Paris pleaded guilty in juvenile court to capital murder, and was given the maximum sentence of 40 years in prison, with the possibility of parole after 20 years. Following the murder, Paris was evaluated and met criteria for conduct disorder.

The murder has gained extensive attention due to its circumstances, as well as the ages of both the perpetrator and the victim.

== Background ==
Charity Bennett, the mother of Paris and Ella Bennett, was Kyla Claar Bennett's daughter. Kyla Bennett was charged with conspiring to murder her husband and Charity's father, James Robert Bennett Jr. She was controversially found not guilty, and Charity believes her mother was actually guilty. Kyla later joked in a documentary about "manipulat[ing]" the jury. During her childhood, Charity became addicted to drugs in an attempt to gain attention from her mother, but Kyla never showed any interest.

== Murder ==
Shortly before the murder, Charity had relapsed into drug addiction. This was believed to be Paris's breaking point, making him decide to murder Ella. However, Paris displayed warning signs of violence before the murder and has since admitted to feeling homicidal tendencies since he was a young child.

On February 4, 2007, Charity hired a babysitter; she had to work late at her job at the Buffalo Wild Wings restaurant because it was the night of the 2007 Super Bowl. Around 10:00 PM, Paris manipulated the babysitter and convinced her to leave the house. Later that night, sometime before 11:30 PM, Paris entered Ella's room and stabbed her 17 times. Following the murder, he called a school friend for about six minutes before deciding to call 9-1-1 at 11:42 PM. On the call, Paris appeared to fake insanity, telling the dispatcher that he thought Ella was a demon and stabbed her. The dispatcher instructed Paris to perform CPR. Instead, he pretended he was by counting along with the dispatcher as he paced around the room. Paris was later arrested sometime before 12:30 AM.

== Legal proceedings ==
Following his arrest, Paris was charged with the capital murder of Ella. Paris was not charged as an adult, since the minimum age a juvenile can be tried as an adult in Texas is 14. He was instead charged in juvenile court and pleaded guilty to capital murder. He was sentenced to 40 years in prison with the possibility of parole after 20 years, which is the maximum sentence for a defendant convicted of capital murder in juvenile court in Texas. When he was 19, Paris was transferred to adult prison.

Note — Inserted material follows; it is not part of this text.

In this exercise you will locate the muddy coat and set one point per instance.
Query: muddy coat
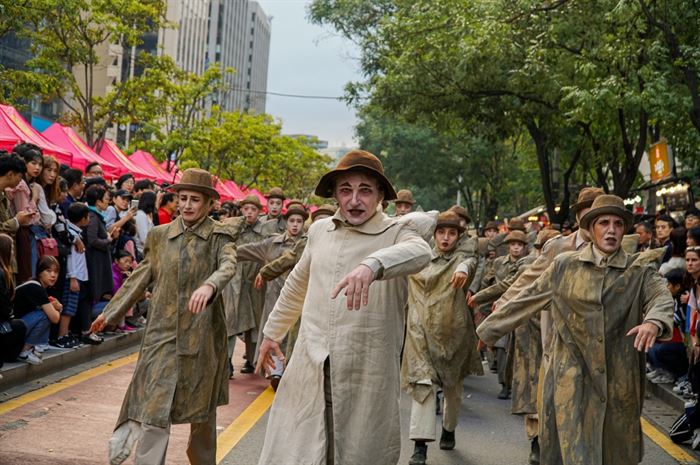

During proceedings, further assessment using standardized measures documented significant psychopathic traits. He said he's had homicidal ideation since he was a child. Paris will first be eligible for parole in February 2027. If he is never granted parole he will be released in February 2047, when he will be 53 years of age.

== Aftermath ==
Charity initially maintained contact with Paris after the murder, which Paris said astounded him. Charity has been told that she and her new son are at risk once Paris is released, which she accepts. She has acknowledged that she will most likely need to move to a new location once Paris is released. Experts have said that it is unlikely that Paris could ever be rehabilitated.

In 2017, a documentary titled The Family I Had was released about the case; it focused on Charity's life of being the daughter of a murder suspect (Kyla), and the mother of both a murderer (Paris) and a murder victim (Ella).

In 2019, Paris Bennett made headlines when he gave an interview to broadcaster Piers Morgan.

In 2021, Charity stated that she had ceased all communication with Paris after learning he was involved with a woman who was on bond two hours away from where she lived for planning a mass shooting. She stated, "I finally accepted it is okay to love him as my son but really dislike the man he has become."

In 2026, Investigation Discovery aired the episode "The Child I Thought I Knew" on their series Evil Lives Here: My Child The Killer.